Nat Sci Sleep ; 8: 181-8, 2016.
Artigo em Inglês | MEDLINE | ID: mdl-27354835

RESUMO

OBJECTIVE: The objective of this study was to determine the association between sleep and depression using both self-reported (subjective) and actigraphic (objective) sleep traits. METHODS: A cross-sectional study was conducted among 175 female primary caregivers of children with disabilities receiving care at a rehabilitation center in Punta Arenas, Chile. The eight-item Patient Health Questionnaire was used to ascertain participants' depression status. The Pittsburgh Sleep Quality Index was used to define subjective, or perceived, sleep quality. Wrist-worn actigraph monitors, worn for seven consecutive nights, were used to characterize objective sleep quality and disturbances. Interviewer-administered questionnaires were used to collect information on sociodemographic and lifestyle factors. Linear regression models were fit using continuous sleep parameters as the dependent variables and depression status as the independent variable. Multivariable models were adjusted for body mass index, marital status, smoking status, education level, and children's disabilities. RESULTS: Using an eight-item Patient Health Questionnaire score ≥10, 26.3% of participants presented with depression.

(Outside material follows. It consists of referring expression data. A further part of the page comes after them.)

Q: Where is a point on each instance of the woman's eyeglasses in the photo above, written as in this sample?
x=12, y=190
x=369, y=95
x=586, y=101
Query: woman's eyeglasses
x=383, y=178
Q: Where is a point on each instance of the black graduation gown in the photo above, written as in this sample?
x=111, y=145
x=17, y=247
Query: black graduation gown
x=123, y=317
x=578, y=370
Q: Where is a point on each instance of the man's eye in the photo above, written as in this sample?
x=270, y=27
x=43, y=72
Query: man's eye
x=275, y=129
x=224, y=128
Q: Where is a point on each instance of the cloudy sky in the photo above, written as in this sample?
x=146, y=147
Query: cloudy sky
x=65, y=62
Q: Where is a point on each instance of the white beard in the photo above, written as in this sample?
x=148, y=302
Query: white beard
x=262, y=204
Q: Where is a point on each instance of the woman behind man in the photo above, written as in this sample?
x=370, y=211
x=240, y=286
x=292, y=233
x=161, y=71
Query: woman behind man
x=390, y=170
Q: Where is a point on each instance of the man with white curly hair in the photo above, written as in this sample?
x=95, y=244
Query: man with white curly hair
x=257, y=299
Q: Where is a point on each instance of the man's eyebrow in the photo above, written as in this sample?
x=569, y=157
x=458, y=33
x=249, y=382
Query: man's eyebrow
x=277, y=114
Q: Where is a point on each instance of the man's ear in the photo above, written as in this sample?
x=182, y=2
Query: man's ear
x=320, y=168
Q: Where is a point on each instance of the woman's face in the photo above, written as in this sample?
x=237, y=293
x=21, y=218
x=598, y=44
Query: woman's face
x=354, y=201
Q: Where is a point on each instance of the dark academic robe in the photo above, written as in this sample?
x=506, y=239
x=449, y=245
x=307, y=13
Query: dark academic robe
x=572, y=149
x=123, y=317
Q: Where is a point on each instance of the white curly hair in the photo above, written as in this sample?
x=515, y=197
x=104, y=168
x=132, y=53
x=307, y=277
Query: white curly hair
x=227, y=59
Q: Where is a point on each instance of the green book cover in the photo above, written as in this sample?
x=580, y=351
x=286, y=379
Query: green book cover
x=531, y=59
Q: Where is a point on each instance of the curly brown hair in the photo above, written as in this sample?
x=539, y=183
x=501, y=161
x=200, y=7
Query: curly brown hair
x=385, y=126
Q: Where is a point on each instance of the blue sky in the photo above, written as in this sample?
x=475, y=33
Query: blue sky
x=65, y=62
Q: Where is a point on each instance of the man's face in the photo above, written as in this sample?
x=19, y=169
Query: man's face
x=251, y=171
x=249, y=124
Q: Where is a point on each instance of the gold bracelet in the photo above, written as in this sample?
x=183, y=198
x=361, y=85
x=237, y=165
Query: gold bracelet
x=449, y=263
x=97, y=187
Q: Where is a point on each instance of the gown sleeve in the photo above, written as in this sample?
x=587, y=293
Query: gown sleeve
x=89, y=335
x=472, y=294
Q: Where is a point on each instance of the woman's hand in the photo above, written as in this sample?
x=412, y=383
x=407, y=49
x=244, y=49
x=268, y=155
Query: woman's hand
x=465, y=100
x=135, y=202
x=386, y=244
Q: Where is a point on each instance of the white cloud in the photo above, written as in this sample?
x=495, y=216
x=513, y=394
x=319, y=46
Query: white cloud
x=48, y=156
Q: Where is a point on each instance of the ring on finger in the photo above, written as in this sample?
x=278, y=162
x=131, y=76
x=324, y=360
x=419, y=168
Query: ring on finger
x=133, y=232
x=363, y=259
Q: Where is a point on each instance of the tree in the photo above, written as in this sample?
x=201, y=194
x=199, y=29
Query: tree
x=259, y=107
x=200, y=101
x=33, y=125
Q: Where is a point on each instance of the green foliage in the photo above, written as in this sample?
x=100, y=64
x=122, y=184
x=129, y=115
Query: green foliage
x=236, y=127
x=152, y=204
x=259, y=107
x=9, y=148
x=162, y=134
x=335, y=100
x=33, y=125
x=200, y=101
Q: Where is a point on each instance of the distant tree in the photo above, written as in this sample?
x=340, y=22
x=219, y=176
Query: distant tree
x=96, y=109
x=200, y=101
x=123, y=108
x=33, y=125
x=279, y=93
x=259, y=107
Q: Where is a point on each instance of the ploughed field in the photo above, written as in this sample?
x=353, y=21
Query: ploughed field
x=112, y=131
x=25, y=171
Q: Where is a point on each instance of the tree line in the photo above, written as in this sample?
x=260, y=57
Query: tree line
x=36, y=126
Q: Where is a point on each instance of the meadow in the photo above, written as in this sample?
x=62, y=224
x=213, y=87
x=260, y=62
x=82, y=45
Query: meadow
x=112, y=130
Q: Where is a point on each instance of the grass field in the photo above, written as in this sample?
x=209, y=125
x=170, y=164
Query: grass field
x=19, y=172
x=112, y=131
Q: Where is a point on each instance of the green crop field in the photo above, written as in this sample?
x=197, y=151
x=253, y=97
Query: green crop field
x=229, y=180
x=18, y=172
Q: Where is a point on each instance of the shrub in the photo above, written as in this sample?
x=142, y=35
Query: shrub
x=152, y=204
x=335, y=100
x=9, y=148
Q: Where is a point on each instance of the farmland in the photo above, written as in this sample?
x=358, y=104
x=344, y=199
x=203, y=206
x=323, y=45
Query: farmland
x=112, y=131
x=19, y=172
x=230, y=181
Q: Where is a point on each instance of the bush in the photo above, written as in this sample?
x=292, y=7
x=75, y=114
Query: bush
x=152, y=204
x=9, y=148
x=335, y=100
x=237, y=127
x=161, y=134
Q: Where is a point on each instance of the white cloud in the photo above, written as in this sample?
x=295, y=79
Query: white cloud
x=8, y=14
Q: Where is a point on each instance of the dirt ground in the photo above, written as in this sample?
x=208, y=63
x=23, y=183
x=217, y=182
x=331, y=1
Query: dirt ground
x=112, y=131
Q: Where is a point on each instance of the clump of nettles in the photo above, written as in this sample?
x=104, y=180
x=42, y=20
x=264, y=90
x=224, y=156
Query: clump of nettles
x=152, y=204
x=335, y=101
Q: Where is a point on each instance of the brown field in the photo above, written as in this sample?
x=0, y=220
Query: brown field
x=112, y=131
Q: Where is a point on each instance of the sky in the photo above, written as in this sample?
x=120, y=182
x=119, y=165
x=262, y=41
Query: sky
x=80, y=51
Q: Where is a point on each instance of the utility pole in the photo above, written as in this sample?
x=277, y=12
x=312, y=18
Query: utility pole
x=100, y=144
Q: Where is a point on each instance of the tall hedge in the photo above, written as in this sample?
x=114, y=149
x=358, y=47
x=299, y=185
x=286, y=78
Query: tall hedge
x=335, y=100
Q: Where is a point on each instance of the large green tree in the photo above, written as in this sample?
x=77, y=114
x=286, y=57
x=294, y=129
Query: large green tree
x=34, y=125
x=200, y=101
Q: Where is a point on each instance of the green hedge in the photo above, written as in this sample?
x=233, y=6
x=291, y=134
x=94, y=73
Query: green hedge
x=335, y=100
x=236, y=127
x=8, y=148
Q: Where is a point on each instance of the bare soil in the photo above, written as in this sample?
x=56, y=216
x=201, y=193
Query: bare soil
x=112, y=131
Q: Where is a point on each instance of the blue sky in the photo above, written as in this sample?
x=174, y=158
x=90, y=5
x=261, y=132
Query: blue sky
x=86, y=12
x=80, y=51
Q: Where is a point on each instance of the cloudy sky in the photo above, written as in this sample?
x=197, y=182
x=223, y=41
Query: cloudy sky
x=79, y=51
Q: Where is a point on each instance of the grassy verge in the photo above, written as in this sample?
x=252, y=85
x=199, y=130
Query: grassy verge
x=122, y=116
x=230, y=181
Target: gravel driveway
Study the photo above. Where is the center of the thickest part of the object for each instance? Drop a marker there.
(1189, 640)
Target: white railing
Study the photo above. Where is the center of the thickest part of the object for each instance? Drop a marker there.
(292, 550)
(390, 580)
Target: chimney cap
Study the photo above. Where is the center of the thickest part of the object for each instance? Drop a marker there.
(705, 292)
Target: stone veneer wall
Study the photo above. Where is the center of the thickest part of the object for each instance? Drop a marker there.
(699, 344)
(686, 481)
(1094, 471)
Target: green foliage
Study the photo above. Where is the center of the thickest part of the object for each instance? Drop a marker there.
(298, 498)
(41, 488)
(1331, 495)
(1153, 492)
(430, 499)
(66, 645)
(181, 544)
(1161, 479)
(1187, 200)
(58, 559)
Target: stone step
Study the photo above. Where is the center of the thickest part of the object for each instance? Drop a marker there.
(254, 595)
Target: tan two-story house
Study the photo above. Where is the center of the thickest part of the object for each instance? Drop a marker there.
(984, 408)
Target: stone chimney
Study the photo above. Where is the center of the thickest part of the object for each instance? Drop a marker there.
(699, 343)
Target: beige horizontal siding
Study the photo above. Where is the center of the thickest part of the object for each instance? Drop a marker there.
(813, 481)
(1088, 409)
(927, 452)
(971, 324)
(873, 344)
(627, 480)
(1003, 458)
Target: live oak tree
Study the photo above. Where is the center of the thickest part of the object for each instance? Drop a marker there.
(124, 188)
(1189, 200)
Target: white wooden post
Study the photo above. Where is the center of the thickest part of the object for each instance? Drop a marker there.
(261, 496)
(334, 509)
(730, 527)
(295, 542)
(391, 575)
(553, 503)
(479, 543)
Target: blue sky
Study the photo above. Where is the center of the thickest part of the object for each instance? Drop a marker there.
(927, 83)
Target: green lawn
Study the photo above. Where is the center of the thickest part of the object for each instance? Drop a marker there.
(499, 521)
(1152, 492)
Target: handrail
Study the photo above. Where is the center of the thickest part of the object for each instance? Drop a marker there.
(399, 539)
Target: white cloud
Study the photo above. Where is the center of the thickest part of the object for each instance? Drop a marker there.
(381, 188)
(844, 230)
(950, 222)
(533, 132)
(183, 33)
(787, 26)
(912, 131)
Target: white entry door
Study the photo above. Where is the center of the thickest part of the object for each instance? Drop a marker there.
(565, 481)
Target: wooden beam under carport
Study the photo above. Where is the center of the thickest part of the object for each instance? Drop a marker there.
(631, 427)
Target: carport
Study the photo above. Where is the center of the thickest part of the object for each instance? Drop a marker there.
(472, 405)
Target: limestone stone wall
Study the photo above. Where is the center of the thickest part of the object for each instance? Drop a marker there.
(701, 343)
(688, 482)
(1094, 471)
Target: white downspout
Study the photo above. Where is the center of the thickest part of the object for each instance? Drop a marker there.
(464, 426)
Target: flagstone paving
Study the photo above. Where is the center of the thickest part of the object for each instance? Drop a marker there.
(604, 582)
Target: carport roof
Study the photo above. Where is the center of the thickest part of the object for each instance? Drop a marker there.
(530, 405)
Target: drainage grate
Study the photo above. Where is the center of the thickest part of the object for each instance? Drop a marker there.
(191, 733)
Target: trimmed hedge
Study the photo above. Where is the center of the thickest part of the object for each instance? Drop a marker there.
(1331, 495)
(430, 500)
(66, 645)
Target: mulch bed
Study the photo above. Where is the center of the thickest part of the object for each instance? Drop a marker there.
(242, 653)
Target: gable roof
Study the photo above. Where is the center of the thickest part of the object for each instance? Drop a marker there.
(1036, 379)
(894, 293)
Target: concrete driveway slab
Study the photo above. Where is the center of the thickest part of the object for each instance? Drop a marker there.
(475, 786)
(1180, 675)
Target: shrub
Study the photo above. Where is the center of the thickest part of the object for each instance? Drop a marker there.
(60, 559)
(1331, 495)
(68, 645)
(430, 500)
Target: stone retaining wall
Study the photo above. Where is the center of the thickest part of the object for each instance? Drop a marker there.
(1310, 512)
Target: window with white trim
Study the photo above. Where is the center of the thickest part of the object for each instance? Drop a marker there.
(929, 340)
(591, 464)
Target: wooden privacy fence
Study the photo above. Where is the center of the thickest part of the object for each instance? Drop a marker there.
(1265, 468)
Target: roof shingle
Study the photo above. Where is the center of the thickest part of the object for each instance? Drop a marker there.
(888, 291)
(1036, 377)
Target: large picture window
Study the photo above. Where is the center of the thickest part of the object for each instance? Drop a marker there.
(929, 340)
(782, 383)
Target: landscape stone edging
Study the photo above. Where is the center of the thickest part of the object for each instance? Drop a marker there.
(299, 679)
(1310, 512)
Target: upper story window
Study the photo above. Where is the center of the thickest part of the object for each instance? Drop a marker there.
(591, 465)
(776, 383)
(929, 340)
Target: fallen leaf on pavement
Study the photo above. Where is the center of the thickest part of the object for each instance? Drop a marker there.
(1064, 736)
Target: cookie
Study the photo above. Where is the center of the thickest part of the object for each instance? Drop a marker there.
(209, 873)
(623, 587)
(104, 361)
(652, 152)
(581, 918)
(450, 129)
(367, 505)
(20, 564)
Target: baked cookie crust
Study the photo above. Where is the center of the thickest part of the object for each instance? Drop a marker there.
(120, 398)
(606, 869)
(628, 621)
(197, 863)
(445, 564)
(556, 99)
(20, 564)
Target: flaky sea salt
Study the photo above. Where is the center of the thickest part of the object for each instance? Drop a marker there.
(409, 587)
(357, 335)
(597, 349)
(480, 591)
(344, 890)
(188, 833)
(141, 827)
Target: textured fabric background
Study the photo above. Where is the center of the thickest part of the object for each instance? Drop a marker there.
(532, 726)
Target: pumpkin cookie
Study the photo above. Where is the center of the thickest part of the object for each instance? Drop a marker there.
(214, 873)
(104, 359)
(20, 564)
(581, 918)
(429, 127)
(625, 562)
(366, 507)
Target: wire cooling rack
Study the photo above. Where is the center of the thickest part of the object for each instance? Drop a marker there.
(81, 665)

Depressed women were more likely to self-report overall poorer (subjective) sleep compared to non-depressed women; however, differences in sleep were not consistently noted using actigraphic (objective) sleep traits. Among the depressed, both sleep duration and total time in bed were significantly underestimated. In multivariable models, depression was negatively associated with sleep duration using both subjective (ß=-0.71, standard error [SE] =0.25; P=0.006) and objective sleep (ß=-0.42, SE =0.19; P=0.026). CONCLUSION: The association between sleep and depression differed comparing subjective and objective methods of assessment. Research strategies allowing for the integration of both perceived and objective measures of sleep traits are encouraged.